The results of prenatal diagnosis by fetal MRI may be inconsistent with the postnatal diagnosis [5, 12]. One of the possible causes of the difference is that fetal MRI does not use a contrast agent. The contrast agent, gadolinium, is not recommended for use during pregnancy because gadolinium enters the fetus through the placenta and is then excreted into the amniotic fluid through the bladder, is swallowed again and potentially reabsorbed from the gastrointestinal tract; thus, the half-life of gadolinium is unknown [22]. In the current study, the case of congenital diffuse lymphangiomatosis of the unilateral lower extremity confirmed by MRI after birth had been diagnosed prenatally as edema of the unilateral lower extremity by 3D ultrasound and fetal MRI (Fig. 5). The difference is likely because diffuse lymphangiomatosis can be diagnosed only when extended lymph nodes are confirmed using a contrast agent, and this case shows the limitation of fetal MRI when a contrast agent cannot be used.

Fig. 5
figure 5

A 28-week fetus with congenital right leg lymphangiomatosis. Prenatal ultrasound (a) shows an edematous right lower limb. A three-dimensional ultrasound image shows that the of the left leg was edematous as compared with right (b). Fetal MRI image (c) shows edema of the right lower limb. A scan performed with techniques to study the accompanying abnormalities found no particular abnormality. Postnatal MRI (d) for the right lower limb shows diffuse swelling of the subcutaneous tissue. After infusion of contrast media, reticular enhancements are seen in the subcutaneous layer (d)

The limitation of our study was that the radiologist reading the MR images was informed about the region of interest. This could promote a bias toward the diagnosis, which may be a limitation. Nevertheless, in our study, with the exception of CNS abnormalities, MRI did not lead to any significant changes to the diagnoses and treatment plans based on ultrasound. Even if we accept that the different image quality of MRI was useful in the diagnosis of GU systems, we cannot conclude that fetal MRI is superior to ultrasound in every case.

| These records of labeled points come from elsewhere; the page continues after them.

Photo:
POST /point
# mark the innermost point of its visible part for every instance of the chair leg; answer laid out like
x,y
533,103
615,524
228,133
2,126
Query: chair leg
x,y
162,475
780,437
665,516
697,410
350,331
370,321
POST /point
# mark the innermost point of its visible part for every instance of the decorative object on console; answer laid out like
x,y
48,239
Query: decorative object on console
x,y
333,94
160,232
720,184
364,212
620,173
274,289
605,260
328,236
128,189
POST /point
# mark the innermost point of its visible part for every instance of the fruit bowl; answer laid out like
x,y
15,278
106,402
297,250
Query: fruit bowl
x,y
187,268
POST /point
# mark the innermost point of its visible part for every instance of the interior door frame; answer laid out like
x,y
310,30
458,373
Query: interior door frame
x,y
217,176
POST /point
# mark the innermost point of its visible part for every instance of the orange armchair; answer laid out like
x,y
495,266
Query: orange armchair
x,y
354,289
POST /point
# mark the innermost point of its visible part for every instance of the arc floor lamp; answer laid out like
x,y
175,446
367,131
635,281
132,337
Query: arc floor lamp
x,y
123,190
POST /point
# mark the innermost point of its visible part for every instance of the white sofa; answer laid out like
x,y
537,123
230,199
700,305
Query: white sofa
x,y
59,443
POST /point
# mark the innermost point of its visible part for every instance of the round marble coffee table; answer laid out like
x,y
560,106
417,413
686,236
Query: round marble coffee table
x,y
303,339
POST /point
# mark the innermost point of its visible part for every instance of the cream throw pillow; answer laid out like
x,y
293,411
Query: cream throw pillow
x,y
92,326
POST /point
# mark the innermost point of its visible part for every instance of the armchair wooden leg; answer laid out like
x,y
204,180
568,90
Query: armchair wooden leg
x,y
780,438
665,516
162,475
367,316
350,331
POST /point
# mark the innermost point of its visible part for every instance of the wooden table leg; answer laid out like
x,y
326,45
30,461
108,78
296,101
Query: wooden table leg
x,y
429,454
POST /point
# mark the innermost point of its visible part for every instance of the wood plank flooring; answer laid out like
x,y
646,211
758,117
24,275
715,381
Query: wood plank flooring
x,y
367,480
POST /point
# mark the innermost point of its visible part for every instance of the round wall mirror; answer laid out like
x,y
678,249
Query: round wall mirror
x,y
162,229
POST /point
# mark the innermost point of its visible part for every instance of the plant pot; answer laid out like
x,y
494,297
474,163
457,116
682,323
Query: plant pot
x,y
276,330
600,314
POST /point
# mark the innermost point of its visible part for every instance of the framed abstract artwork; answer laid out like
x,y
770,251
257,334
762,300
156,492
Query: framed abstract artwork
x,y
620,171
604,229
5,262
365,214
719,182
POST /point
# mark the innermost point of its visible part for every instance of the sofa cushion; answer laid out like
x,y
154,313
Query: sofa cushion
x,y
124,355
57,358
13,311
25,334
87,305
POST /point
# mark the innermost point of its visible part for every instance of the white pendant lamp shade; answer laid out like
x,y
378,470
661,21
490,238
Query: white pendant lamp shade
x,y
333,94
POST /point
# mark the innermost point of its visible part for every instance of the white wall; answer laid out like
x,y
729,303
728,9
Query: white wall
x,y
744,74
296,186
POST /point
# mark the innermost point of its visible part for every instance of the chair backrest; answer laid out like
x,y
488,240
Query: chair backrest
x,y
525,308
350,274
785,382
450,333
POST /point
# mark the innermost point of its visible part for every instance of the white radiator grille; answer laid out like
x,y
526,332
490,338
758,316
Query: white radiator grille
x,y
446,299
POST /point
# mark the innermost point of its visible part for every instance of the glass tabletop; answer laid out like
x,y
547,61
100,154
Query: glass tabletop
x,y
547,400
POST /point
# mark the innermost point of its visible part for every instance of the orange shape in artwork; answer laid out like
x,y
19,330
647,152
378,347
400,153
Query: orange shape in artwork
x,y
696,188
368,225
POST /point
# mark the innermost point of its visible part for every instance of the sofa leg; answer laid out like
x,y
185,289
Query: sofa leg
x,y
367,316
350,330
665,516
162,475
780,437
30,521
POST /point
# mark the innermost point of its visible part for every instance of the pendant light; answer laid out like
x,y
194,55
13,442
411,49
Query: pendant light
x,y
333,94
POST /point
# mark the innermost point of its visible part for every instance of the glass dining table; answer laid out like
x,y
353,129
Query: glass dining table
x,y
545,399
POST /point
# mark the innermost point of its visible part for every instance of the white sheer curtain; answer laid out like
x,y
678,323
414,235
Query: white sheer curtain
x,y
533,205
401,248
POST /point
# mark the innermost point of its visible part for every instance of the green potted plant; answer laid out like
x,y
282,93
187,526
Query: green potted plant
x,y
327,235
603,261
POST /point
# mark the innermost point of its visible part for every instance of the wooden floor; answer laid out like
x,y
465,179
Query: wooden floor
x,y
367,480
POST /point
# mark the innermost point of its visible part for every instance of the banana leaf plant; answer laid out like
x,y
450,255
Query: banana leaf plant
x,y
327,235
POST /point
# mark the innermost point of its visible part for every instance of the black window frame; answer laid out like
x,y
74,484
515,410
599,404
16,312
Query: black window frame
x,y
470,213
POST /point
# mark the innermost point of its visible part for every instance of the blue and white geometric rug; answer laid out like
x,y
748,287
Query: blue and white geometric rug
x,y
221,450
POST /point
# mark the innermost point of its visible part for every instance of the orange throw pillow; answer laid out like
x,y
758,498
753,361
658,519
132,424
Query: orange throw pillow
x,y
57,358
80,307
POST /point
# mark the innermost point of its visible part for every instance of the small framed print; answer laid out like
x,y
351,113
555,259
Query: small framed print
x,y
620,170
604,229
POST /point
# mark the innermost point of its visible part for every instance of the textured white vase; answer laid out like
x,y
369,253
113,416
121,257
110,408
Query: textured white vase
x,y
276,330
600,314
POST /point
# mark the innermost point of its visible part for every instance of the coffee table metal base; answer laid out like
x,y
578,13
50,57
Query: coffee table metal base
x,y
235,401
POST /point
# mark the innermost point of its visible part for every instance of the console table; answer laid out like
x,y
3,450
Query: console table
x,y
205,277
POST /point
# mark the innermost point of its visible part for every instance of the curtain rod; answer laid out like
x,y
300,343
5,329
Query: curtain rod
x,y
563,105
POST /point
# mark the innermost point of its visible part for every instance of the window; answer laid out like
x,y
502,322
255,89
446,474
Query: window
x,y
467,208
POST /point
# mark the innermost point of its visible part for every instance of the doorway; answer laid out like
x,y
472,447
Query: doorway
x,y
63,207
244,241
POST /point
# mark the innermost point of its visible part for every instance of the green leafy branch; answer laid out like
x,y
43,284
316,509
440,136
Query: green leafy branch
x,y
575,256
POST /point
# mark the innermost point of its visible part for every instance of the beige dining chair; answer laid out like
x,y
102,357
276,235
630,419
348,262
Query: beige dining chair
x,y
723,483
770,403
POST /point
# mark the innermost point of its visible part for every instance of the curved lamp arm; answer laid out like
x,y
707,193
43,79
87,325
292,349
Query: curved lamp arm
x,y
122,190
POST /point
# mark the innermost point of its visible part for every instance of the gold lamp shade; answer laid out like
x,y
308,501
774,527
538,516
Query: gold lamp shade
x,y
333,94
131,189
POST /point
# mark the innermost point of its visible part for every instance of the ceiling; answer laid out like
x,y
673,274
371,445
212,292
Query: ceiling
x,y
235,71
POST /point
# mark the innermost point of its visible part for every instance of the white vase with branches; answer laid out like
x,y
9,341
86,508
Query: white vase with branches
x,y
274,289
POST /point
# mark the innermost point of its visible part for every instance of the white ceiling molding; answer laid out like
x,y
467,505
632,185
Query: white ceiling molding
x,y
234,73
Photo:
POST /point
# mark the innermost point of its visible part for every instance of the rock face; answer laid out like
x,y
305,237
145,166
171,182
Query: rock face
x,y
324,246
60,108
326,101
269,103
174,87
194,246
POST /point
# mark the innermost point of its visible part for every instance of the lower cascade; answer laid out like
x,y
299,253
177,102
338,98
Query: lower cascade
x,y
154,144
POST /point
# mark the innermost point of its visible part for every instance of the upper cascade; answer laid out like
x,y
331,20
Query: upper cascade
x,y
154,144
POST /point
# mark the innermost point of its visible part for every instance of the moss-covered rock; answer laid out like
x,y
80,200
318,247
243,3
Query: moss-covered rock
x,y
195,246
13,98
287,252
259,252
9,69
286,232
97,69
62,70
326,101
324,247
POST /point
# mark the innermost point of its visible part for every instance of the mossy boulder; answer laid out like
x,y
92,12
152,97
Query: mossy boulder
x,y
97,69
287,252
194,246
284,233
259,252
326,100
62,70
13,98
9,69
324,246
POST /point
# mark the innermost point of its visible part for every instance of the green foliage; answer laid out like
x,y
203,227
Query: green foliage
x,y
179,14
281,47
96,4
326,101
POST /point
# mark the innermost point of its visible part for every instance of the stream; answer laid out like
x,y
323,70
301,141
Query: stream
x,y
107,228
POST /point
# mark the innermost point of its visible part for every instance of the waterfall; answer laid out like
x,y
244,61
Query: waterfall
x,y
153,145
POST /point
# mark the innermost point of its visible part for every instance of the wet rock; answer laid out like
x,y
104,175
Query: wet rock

Fetal MRI is not efficient in terms of cost, time, or ease of use, and fetal MRI does not provide crucial indications for diagnosis. Thus, the use of fetal MRI as a routine or primary imaging method for identifying fetal abnormalities is not appropriate. Nevertheless, fetal MRI is important, and should be considered in the following situations: multiple abnormalities; accompanying brain lesions critical for prognosis; checking the cerebellar vermis for MCM or Dandy–Walker malformations and the corpus callosum for mild ventriculomegaly, among other abnormalities in the CNS; when attenuation of images is severe due to low amniotic fluid volume resulting from abnormalities in the GU system; when the kidneys cannot be examined accurately; and when the image of fetal MRI is crucial for diagnosis, such as in cases of lymphangiomas. The results of the current study differed from those of previous studies in that fetal MRI did not appear to be superior to ultrasound. This discrepancy was previously attributed to an accumulation of obstetric ultrasound knowledge. In contrast, we suggest that this discrepancy occurred because the use of fetal MRI is relatively less frequent in Korea, which may influence the radiologist in reading fetal MRI in accordance with the results of prenatal ultrasound. Ultrasonic diagnosis is a diagnostic imaging method that relies heavily on the examiner, and the results vary depending on the knowledge and skill of the examiner. Thus, greater effort is required to ensure that competent obstetricians have comprehensive ultrasound knowledge and skills. In our institution, the use of fetal MRI was helpful in counseling patients and their guardians to maintain pregnancies. Thus, the use of fetal MRI for abnormalities in appropriate cases may be worth considering.